I'm always reading some book, and always have at least one book in the queue -- if I don't I get nervous, lol cuz then I'll have to resort to my library.
Since I was a kid in school I've always liked stories of the sea, true or fiction. I have read
"The Perfect Storm" 3-4 times since it was published (it's about the "Halloween Storm" in the north Atlantic in 1991 I think), and I've read the
"Endurance" twice -- a true story from 100 years ago of getting stuck at the South Pole.
And there's
"The Lobster Chronicles," a true general-interest story about a modern-day woman who lives on one of the Maine islands. I might have read that twice, don't remember.

There are numerous other sea stories but without getting up and looking at my bookshelves, no names come to mind.
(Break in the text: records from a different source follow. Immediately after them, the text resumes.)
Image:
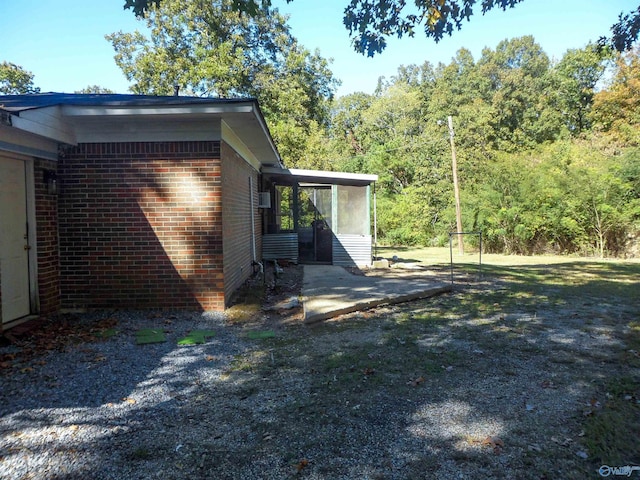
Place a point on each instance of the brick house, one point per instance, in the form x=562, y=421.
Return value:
x=131, y=201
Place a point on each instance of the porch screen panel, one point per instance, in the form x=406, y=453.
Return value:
x=353, y=213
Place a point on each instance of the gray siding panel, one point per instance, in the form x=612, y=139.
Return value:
x=280, y=246
x=352, y=250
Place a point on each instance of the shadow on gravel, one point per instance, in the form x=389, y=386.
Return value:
x=493, y=381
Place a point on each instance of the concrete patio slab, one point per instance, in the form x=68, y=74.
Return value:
x=329, y=291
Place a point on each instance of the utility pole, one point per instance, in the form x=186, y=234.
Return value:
x=456, y=192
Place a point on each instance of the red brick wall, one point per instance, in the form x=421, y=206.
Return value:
x=140, y=225
x=47, y=237
x=236, y=219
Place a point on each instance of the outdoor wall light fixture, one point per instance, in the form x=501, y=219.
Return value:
x=51, y=180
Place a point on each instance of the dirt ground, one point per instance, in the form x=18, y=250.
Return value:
x=529, y=372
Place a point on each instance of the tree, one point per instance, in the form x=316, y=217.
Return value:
x=208, y=49
x=15, y=80
x=576, y=77
x=616, y=110
x=370, y=22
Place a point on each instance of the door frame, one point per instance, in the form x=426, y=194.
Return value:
x=30, y=193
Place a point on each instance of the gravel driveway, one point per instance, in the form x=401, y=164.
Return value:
x=474, y=384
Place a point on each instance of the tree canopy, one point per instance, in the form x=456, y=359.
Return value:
x=371, y=22
x=208, y=48
x=15, y=80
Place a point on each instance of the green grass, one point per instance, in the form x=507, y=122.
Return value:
x=611, y=433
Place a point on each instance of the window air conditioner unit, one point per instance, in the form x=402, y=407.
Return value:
x=264, y=200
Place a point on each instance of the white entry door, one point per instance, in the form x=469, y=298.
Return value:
x=14, y=248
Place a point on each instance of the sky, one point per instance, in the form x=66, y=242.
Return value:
x=62, y=41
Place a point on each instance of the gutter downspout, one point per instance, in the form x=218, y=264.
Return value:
x=253, y=221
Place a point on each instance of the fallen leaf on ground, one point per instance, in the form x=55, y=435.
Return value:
x=416, y=382
x=495, y=442
x=302, y=464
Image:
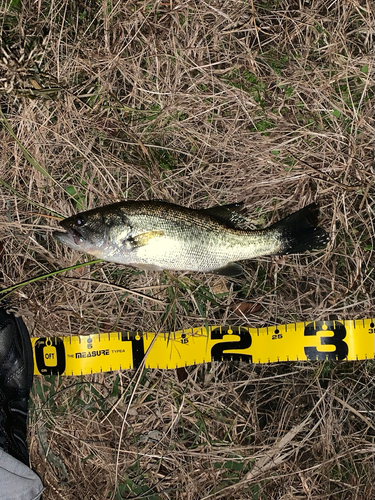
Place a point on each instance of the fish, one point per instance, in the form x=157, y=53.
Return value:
x=158, y=235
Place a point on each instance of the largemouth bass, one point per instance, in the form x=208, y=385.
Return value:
x=159, y=235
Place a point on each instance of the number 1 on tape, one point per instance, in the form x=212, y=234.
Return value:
x=102, y=352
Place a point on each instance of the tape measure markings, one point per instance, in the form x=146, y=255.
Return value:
x=101, y=352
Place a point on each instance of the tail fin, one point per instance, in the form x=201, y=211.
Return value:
x=300, y=232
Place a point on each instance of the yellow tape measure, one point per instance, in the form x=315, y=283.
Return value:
x=102, y=352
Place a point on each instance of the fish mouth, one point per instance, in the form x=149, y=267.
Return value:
x=72, y=236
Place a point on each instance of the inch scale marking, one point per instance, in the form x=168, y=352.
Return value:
x=350, y=340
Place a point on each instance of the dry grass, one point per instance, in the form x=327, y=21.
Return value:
x=198, y=103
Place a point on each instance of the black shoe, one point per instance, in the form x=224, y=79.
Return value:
x=16, y=378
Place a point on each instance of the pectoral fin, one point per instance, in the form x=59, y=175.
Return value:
x=231, y=269
x=142, y=239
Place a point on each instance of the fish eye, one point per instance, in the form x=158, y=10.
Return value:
x=81, y=220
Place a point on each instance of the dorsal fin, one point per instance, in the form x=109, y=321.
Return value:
x=227, y=214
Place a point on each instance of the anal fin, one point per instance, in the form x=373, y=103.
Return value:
x=231, y=269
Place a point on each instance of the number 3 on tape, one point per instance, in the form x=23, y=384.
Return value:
x=338, y=349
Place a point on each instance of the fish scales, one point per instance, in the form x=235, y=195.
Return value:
x=160, y=235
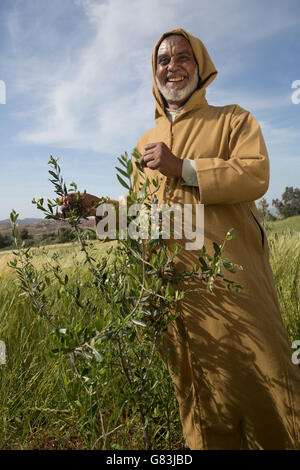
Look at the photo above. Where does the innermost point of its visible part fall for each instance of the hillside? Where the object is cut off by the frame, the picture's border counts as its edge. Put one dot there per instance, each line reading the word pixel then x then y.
pixel 41 226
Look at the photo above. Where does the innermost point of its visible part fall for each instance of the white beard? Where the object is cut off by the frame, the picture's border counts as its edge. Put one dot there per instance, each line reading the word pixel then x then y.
pixel 179 95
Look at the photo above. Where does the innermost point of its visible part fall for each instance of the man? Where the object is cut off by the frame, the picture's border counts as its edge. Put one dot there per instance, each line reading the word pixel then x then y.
pixel 229 355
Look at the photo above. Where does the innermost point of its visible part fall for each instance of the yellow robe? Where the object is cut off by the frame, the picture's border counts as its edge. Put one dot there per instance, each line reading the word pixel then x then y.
pixel 229 354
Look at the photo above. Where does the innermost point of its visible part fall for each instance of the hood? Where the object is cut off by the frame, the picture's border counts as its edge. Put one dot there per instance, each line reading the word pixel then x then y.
pixel 207 73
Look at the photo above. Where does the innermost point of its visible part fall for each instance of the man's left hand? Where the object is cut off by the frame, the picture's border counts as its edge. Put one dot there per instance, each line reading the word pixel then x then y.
pixel 158 156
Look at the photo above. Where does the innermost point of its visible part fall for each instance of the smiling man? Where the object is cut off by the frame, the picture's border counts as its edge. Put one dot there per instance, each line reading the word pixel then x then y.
pixel 228 354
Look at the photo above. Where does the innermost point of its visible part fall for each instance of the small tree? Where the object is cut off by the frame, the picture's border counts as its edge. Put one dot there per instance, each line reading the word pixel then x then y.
pixel 140 287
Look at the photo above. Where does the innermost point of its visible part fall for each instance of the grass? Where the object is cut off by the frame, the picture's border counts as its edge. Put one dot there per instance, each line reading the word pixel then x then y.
pixel 291 224
pixel 43 405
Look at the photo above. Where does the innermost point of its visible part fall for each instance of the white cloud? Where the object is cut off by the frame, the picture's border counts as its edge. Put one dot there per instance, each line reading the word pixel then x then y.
pixel 100 98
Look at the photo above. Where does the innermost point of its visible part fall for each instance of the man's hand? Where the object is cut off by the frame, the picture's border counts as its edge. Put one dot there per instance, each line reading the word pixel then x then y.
pixel 86 210
pixel 158 156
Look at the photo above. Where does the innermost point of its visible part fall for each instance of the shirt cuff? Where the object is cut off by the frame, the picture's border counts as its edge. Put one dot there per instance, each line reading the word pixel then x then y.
pixel 189 173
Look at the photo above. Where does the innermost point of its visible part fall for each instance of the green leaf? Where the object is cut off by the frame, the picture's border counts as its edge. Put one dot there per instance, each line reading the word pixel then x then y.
pixel 122 172
pixel 123 182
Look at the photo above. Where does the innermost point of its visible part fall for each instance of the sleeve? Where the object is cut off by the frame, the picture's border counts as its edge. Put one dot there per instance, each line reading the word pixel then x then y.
pixel 244 176
pixel 189 174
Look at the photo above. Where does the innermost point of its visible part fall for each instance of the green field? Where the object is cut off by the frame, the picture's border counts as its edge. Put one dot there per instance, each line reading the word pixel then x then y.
pixel 291 224
pixel 44 405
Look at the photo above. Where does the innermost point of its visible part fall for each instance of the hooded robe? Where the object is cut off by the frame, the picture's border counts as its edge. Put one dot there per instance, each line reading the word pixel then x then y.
pixel 228 354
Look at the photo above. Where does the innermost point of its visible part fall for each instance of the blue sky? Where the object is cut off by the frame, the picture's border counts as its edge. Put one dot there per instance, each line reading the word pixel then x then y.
pixel 78 84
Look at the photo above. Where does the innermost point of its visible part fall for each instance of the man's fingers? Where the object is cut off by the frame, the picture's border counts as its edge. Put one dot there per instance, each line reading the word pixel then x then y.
pixel 151 146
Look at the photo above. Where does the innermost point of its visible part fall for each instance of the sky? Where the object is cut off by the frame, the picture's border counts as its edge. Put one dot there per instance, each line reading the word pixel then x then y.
pixel 75 83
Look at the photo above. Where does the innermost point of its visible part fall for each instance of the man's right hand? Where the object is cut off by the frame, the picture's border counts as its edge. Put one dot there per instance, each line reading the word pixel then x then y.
pixel 86 202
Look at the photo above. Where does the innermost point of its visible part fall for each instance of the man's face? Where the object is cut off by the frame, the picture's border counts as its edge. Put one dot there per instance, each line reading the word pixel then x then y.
pixel 176 70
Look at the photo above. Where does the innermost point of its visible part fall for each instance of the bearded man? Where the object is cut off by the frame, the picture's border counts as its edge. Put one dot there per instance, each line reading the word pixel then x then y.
pixel 229 355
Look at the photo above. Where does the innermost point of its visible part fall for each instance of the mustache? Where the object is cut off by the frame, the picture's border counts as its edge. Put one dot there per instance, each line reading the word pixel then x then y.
pixel 173 75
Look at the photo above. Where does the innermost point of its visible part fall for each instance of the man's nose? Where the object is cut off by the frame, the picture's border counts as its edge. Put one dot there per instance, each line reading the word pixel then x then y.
pixel 172 65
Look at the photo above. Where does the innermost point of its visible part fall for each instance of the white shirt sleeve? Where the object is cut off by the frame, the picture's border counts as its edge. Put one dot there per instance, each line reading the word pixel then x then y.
pixel 189 173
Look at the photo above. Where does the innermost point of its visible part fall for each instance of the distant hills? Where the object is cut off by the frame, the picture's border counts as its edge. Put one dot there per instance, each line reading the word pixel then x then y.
pixel 21 221
pixel 39 226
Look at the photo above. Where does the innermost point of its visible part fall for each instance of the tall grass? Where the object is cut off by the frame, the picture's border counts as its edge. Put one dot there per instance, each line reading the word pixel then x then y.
pixel 44 405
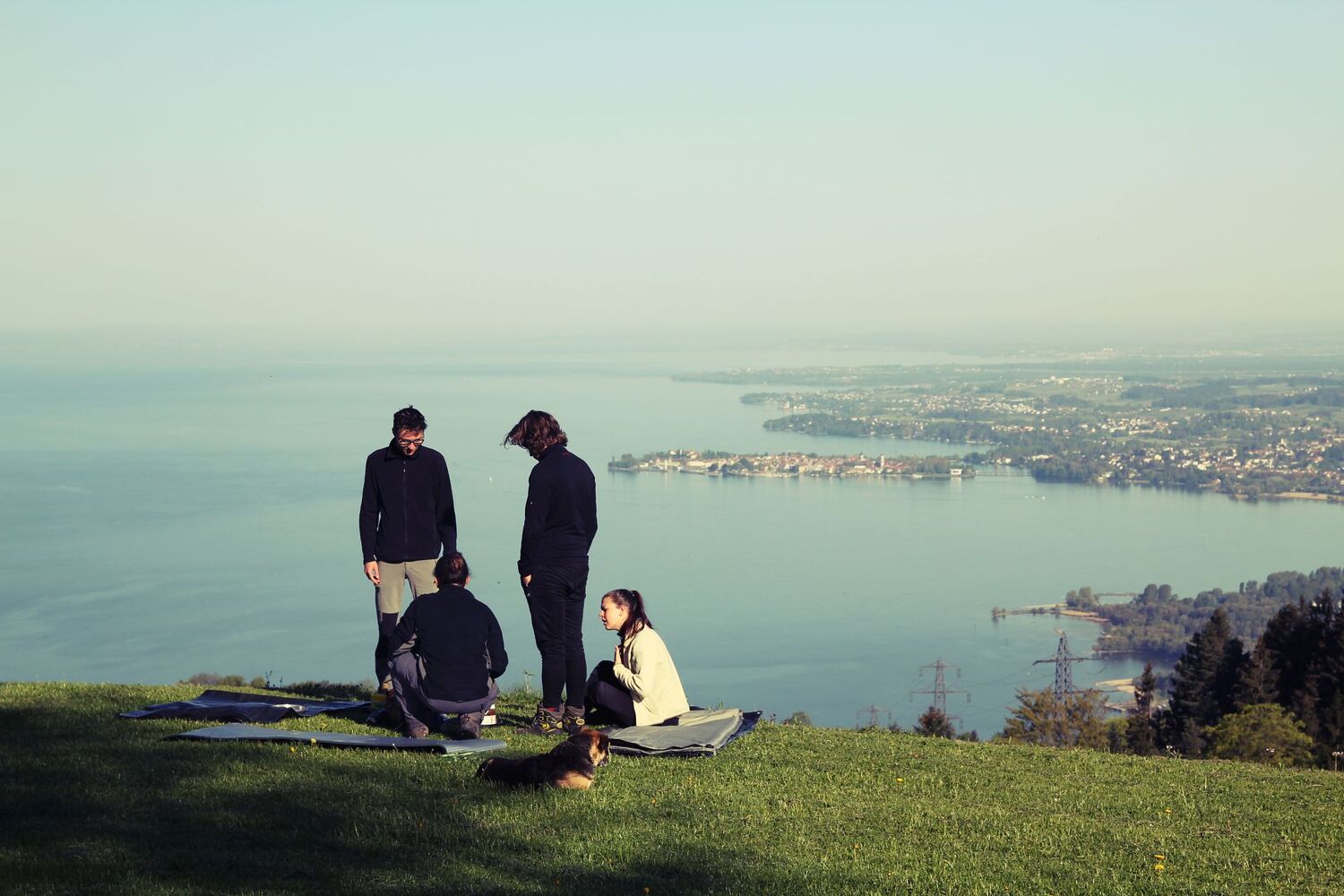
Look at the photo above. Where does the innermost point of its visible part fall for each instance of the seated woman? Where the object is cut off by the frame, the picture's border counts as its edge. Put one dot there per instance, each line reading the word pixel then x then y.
pixel 448 651
pixel 640 686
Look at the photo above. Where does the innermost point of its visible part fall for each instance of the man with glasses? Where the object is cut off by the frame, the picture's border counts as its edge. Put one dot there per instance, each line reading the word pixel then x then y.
pixel 405 520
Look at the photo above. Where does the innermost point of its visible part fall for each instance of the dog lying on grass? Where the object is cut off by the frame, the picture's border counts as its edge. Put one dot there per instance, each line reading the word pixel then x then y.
pixel 572 764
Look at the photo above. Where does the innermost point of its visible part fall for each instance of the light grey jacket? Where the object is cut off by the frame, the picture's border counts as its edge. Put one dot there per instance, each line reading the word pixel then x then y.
pixel 647 672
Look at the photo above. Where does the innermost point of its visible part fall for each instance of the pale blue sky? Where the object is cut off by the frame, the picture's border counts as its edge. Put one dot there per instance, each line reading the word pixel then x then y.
pixel 573 166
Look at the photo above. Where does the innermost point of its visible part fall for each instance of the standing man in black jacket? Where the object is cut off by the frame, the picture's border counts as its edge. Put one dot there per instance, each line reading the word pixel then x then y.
pixel 405 519
pixel 558 528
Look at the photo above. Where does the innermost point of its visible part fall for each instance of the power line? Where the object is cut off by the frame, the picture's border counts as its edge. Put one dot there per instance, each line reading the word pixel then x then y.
pixel 1064 661
pixel 940 689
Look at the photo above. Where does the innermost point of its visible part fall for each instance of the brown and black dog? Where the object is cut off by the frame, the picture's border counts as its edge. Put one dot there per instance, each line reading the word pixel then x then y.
pixel 570 764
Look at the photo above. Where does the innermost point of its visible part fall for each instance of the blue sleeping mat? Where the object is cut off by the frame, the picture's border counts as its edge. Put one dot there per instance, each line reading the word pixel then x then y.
pixel 234 705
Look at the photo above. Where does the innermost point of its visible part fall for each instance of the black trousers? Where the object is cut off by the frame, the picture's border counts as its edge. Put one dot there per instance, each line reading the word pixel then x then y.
pixel 556 599
pixel 607 702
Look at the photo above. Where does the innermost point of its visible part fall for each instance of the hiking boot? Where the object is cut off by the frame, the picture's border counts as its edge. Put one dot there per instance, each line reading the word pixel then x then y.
pixel 572 720
pixel 545 723
pixel 468 726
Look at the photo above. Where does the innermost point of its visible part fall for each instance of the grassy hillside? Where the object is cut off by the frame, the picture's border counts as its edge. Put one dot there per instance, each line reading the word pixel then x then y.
pixel 94 804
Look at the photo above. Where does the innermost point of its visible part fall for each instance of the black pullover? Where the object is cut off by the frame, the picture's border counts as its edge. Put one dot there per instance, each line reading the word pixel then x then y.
pixel 561 516
pixel 408 506
pixel 451 632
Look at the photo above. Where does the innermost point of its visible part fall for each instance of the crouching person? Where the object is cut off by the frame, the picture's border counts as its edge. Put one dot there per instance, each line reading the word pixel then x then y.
pixel 448 653
pixel 639 685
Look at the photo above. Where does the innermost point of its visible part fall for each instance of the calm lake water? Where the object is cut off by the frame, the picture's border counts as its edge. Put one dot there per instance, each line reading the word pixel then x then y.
pixel 163 521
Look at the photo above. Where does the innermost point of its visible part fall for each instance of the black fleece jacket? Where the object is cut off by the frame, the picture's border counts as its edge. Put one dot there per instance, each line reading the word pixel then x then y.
pixel 408 506
pixel 561 516
pixel 451 632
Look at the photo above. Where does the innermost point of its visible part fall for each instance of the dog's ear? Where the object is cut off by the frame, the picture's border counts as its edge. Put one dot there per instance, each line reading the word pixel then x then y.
pixel 597 745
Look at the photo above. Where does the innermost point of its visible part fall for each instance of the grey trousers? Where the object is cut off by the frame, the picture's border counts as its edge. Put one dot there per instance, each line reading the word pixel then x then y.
pixel 387 605
pixel 409 694
pixel 392 576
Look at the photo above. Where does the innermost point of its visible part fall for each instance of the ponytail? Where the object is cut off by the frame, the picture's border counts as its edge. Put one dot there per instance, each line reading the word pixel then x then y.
pixel 631 600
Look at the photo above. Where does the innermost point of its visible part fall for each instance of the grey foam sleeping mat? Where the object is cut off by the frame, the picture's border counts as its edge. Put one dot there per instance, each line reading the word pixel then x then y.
pixel 238 731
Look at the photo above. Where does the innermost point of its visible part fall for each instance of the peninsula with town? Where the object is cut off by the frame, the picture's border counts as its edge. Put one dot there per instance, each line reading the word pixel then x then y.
pixel 1230 424
pixel 792 463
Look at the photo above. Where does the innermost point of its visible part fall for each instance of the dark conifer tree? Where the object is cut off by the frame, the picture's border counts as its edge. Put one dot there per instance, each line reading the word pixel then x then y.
pixel 1204 684
pixel 1260 678
pixel 1142 728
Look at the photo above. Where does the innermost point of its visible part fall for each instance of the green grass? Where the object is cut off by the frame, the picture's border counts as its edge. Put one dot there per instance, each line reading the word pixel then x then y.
pixel 94 804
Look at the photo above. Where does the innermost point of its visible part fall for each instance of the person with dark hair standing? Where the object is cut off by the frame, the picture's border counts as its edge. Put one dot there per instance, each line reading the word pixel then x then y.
pixel 405 519
pixel 558 528
pixel 449 651
pixel 639 685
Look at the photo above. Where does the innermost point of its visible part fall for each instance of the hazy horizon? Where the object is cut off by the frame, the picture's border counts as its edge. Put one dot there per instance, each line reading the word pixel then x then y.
pixel 542 174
Maybe 15 or so years ago I was buying "Sailing" magazine regularly off the newsrack and reading some interesting modern true adventures of being on the high seas in 30-40' sailboats. I remember one story of a couple, with 2-3 kids, who stopped and anchored off an uninhabited island near Iceland. They went ashore in the dingy to look around, and when they came back they found that their sailboat was grounded. Not a good thing. But they got out okay after a while and no harm done -- but there weren't any other human beings anywhere in the area, maybe hundreds of miles. Yikes! Fun to read about, but I wouldn't want to be in that situation.
I don't read much fiction anymore, pretty much NF in the last 15-20 years except for Michael Crichton. I miss his novels.
Currently reading "Around the World in (more than) 80 Days."